When athletes do report abuse, said sports lawyer and athletic trainer Tammi Gaw, schools often can be slow to respond or fail to take appropriate corrective action because they fear negative publicity and potential litigation. That, she said, needs to change – or else schools run the risk of repeating the mistakes made by Michigan State University, which enabled the crimes of infamous sexual abuser Larry Nassar by looking the other way.
“They got to where they were because they denied it for so long,” Gaw said. “They played a cost-benefit analysis, and they lost. They lost at the expense of hundreds of athletes. And they still colossally lost the PR fallout, so there's no reason not to nip it in the bud.”
Saunders said that having diversity “in thinking, in race, in color and abilities” within athletic departments is also an important part of curbing abuse. “Diversity also speaks to believing people,” she said, adding that in some of the cases she has worked on involving serial abusers of athletes, “it can take 20 to 30 athletes to find for someone to finally believe [reports]. When you have true diversity within an institution, it shouldn't take that many consistent stories.”
College athlete unionization also could shift the power imbalances between coaches and athletes that currently make abuse more likely. In professional sports, athletes with relatively strong unions tend to have less tolerance for and greater protections against bad coach behavior – in part because players have the ability to advocate for themselves through collective bargaining. “[Abuse protections] could be very easily bargained for with mental and or with physical health and medical care,” Gaw said. “It's easy as anything else. You're just requiring an ingrained institutional mindset to realize that this isn't the game anymore."

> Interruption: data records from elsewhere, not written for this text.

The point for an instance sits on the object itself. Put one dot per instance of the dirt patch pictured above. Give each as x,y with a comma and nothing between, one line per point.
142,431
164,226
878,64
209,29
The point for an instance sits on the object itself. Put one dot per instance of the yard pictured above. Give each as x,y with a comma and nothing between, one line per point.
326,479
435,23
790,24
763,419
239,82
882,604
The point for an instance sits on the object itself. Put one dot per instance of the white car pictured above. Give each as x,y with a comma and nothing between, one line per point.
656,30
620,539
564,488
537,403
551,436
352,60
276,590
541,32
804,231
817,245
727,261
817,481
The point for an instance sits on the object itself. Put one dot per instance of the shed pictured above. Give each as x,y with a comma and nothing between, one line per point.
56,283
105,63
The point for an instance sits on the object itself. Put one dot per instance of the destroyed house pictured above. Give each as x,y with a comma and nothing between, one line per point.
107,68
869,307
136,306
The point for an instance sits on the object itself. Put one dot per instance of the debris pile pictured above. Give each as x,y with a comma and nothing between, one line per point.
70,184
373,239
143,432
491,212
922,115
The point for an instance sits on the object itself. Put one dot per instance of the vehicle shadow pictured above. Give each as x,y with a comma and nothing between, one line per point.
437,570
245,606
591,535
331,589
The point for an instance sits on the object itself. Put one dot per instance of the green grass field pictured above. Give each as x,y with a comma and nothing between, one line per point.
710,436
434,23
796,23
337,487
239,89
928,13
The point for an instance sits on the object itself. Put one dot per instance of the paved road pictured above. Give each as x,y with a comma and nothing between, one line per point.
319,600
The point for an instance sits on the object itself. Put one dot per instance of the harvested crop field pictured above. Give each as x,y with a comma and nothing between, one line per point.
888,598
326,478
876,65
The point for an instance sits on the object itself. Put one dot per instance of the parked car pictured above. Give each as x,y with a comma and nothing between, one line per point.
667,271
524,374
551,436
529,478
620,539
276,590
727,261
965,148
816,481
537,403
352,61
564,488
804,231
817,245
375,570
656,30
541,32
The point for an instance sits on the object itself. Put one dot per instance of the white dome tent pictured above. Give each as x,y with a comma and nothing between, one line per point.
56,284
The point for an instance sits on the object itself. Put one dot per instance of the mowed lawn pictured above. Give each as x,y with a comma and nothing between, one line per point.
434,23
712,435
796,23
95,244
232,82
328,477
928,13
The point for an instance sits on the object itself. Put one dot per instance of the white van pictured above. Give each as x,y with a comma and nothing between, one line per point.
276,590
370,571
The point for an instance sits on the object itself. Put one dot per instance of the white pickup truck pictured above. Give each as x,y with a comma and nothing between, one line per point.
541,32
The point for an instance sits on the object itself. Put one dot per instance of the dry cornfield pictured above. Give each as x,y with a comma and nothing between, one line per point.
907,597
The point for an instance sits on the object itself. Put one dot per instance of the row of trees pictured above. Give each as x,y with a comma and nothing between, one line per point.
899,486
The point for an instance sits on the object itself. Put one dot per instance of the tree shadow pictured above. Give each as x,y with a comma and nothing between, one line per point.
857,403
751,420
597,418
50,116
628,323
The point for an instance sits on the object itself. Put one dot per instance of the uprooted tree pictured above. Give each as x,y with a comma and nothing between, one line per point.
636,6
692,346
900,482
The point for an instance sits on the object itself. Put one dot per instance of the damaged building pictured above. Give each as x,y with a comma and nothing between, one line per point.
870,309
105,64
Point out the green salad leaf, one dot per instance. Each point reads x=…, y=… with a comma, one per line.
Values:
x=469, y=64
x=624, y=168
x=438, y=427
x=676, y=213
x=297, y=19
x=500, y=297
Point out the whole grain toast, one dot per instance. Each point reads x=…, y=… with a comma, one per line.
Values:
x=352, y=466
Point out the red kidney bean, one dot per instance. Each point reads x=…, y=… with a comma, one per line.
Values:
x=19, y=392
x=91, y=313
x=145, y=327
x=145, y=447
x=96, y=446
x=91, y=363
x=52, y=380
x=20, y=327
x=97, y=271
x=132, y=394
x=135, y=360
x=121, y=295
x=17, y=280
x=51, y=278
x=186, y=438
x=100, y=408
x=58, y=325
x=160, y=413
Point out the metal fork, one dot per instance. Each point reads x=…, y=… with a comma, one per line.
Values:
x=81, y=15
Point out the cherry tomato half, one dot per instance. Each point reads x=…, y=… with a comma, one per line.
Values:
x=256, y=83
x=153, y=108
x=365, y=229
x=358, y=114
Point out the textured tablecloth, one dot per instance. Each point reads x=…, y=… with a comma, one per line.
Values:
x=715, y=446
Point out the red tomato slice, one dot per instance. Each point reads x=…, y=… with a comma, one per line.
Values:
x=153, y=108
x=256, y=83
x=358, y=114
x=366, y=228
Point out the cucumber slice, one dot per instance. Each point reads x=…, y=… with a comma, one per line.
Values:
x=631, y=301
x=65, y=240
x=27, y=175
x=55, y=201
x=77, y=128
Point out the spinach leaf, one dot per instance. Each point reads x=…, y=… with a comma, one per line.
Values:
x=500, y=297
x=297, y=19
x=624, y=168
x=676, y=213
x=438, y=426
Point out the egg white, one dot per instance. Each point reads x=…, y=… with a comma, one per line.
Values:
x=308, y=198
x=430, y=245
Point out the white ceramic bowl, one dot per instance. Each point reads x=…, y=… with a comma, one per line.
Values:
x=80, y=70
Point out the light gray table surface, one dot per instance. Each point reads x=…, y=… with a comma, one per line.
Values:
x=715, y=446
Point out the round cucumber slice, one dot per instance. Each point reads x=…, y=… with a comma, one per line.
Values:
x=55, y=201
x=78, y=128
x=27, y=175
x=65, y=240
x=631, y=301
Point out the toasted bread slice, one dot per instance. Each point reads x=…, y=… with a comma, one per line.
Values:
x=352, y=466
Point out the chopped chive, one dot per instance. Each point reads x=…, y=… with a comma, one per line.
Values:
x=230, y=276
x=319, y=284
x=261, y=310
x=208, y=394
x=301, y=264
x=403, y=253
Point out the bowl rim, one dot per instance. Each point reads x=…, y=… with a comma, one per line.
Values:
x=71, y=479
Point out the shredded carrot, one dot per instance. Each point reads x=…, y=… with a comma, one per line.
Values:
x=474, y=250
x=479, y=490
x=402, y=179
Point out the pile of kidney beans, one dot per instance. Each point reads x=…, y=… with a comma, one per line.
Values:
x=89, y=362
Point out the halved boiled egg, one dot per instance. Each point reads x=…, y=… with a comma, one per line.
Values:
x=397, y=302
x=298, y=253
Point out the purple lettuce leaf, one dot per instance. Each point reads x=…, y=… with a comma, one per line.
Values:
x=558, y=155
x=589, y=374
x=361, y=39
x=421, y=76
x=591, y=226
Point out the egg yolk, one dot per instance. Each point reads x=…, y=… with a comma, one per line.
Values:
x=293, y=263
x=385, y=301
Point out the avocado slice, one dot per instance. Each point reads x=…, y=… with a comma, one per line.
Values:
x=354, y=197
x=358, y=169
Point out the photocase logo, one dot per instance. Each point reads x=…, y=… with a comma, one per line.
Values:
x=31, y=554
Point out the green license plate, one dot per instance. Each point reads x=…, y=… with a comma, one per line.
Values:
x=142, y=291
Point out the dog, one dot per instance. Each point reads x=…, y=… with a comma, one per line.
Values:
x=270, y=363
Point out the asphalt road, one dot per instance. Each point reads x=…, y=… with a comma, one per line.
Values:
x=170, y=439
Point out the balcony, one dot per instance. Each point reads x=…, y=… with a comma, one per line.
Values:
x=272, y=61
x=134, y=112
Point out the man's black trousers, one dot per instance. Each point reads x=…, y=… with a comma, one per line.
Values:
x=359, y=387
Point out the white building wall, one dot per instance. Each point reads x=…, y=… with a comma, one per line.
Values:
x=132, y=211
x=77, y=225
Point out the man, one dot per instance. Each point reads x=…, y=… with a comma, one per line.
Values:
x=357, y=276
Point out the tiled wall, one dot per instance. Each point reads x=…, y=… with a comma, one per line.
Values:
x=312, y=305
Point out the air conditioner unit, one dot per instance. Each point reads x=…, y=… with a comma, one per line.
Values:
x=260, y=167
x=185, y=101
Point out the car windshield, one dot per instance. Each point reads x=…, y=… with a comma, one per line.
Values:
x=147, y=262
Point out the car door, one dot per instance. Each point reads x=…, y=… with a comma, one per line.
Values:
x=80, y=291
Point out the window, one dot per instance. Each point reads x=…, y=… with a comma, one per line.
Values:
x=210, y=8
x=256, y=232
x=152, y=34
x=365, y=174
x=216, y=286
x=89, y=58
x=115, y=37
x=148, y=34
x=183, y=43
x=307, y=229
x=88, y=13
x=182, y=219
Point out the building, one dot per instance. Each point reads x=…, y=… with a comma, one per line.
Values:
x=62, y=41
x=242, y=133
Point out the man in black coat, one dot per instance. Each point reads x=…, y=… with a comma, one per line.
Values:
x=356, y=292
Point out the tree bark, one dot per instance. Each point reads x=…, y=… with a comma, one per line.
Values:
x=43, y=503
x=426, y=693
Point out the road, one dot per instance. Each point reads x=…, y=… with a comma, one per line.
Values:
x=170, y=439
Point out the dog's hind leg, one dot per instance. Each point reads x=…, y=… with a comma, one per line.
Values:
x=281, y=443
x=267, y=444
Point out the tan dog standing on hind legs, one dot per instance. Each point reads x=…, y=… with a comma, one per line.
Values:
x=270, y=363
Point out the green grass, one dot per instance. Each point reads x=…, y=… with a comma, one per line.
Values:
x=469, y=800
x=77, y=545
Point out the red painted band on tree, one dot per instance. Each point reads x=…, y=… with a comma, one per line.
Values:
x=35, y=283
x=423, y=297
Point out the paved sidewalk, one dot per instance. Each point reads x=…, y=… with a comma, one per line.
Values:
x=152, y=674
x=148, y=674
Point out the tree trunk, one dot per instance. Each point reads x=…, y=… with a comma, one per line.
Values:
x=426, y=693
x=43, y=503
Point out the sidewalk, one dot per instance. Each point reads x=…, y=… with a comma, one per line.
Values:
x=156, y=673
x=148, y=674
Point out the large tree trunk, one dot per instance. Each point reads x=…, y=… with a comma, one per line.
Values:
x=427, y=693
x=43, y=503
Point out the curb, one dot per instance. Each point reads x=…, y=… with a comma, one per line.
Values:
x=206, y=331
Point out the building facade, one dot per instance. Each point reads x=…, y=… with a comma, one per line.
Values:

Athletes continue to tell us they are not OK with their actions and words. In response, the sports industry has acknowledged it can and should be doing more to support the people who are its lifeblood, from athletes to coaches and beyond.
Sport is both reckoning with its roots, uncovering how history and habit created circumstances that don’t suit everyone who competes, as well as navigating new territory during a time of unprecedented strain on our mental well-being. By making mental health a priority, sport has an opportunity to confer a host of benefits supporting mental wellness and to be more safe, inclusive, and inspiring.